No lo grabamos nosotros. Aun así lo vieron 5,4 millones de personas.

En nuestro canal de YouTube hay 267 vídeos. El más visto, por una diferencia casi vergonzosa, es aquel con el que no tuvimos nada que ver.

Un cliente se subió al tejado, conectó un anemómetro junto a su Atlas para que se viera la velocidad del viento mientras giraba, apuntó con el móvil y le dio a grabar. Ese vídeo lleva ya 5,4 millones de visitas.

Aquí está. Sin música, sin voz en off, sin montaje.

El vídeo. Grabado por el propietario, en su propio tejado, con un anemómetro conectado junto a la turbina — verlo en YouTube.

Lo interesante es la distancia

No es que al vídeo del cliente le fuera bien. Es lo lejos que está de todo lo demás.

El segundo vídeo más visto del canal — uno nuestro, sobre las palas para viento flojo — tiene 282.000 visitas. Luego: 265.000. Después 253.000. Después 210.000. Cifras perfectamente dignas para una empresa que vende aerogeneradores.

Un solo cliente con un móvil superó todo nuestro catálogo por unos diecinueve a uno — y llegó a unas 340 veces más personas de las que tenemos suscritas.

Tenemos iluminación. Tenemos una fábrica de la que estamos orgullosos. Tenemos gente cuyo trabajo es que nuestros productos se vean bien, y lo hacen bien. Nada de eso se acercó siquiera.

Por qué creemos que pasó

La respuesta honesta es incómoda: ganó a nuestros vídeos porque son nuestros vídeos.

Cuando un fabricante graba su propio producto funcionando a la perfección, uno lo descuenta automáticamente, y hace bien. Claro que funciona en nuestras imágenes: elegimos el día, el viento, el ángulo y el montaje. Quien lo ve lo sabe, y por eso mismo el acabado juega en nuestra contra en lugar de a favor.
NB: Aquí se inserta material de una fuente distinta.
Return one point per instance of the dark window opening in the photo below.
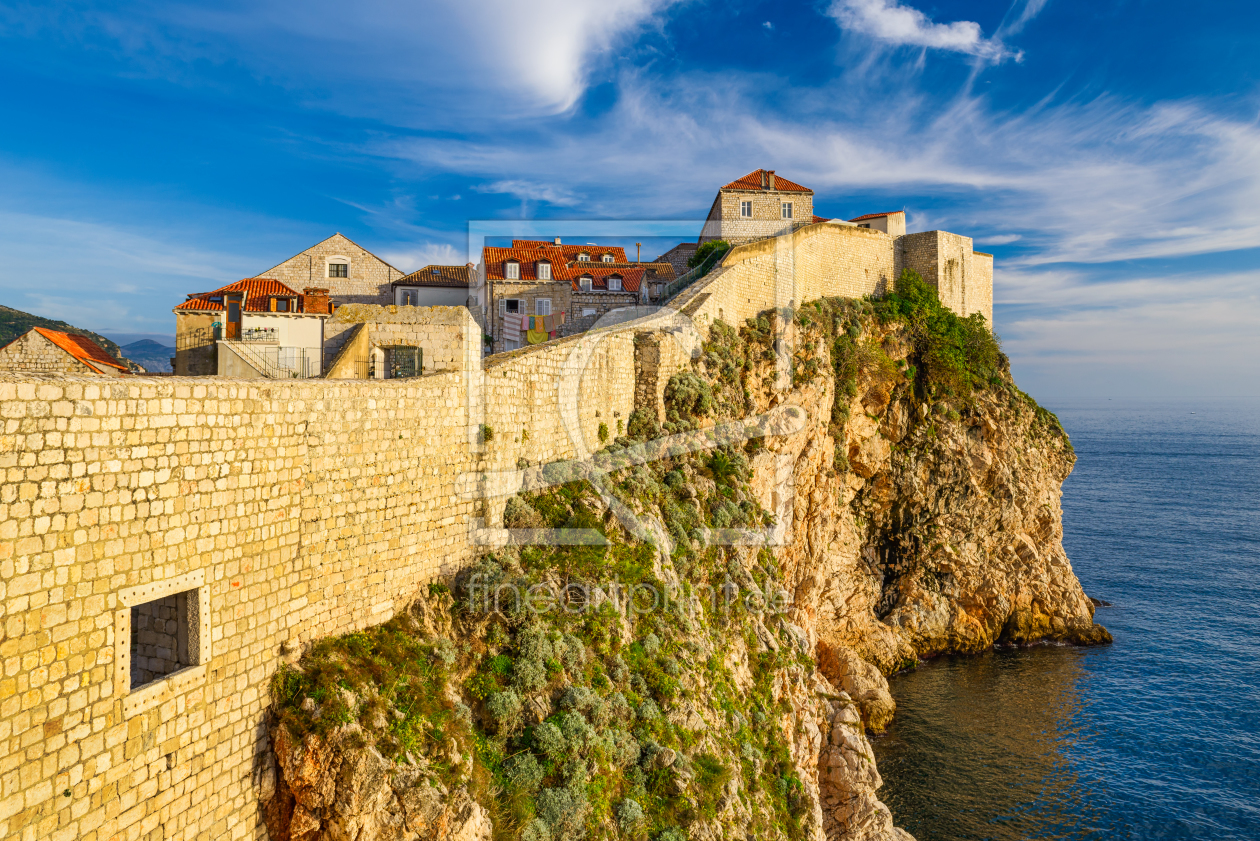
(160, 637)
(406, 362)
El hombre del tejado no tiene ese problema. Lo pagó. No tiene motivo para que parezca mejor de lo que es. E hizo lo único que a nosotros probablemente nos habría dado demasiado apuro: puso una lectura de viento en directo en el plano, para que juzgue usted mismo la producción frente a las condiciones en lugar de creer a nadie.

Lo que la gente pregunta de verdad

Sospechamos que los 5,4 millones no preguntan si el Atlas es un buen aerogenerador. Preguntan algo mucho más concreto: ¿funcionaría en mi casa?
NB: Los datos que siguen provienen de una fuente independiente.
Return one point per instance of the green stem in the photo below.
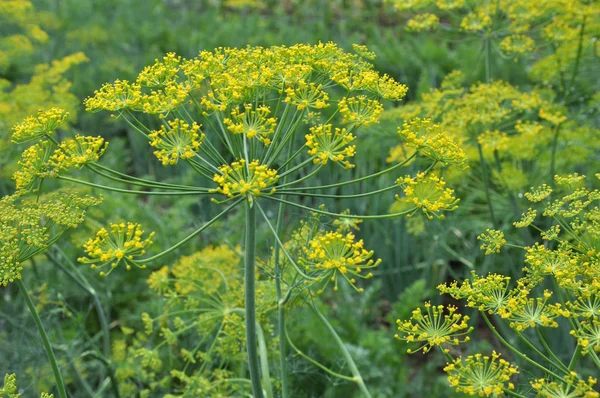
(62, 392)
(514, 350)
(355, 372)
(85, 285)
(316, 363)
(264, 361)
(249, 281)
(280, 306)
(486, 185)
(328, 213)
(558, 363)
Un estudio no puede responder a eso. Un vídeo algo movido de un tejado corriente, con tiempo corriente, en un sitio que se parece un poco a donde usted vive — ese sí responde. Lo único que un presupuesto de producción no puede comprar es el tejado de otro.
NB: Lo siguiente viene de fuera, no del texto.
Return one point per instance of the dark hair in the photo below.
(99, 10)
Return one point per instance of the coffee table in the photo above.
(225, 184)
Así que vamos a dejar de competir con él

La reacción evidente cuando el vídeo de un cliente supera tu marketing es hacer marketing que parezca el vídeo de un cliente. No vamos a hacerlo. Sería mentira, y se notaría.

En su lugar: si tiene una turbina TESUP y la ha grabado — girando bien, girando mal, durante la instalación, aguantando un temporal, parada en un día sin viento — nos gustaría verlo y, con su permiso, publicarlo. Sin montar está bien. Poco favorecedor está bien. Para quien está decidiendo vale más que cualquier cosa que podamos producir nosotros.

Si fue usted uno de los 5,4 millones

Y ahora se pregunta por la parte práctica: la amortización depende por completo de su viento y de su precio de la electricidad. Por eso hay una calculadora en la página del Atlas en lugar de una cifra aquí que sería errónea para la mayoría.

Cinco millones de visitas son una forma extraña de respuesta. No son una encuesta ni una cifra de ventas. Son muchísimas personas mirando una turbina en el tejado de un desconocido y pensando en el suyo — y hizo falta un cliente con un móvil para enseñársela.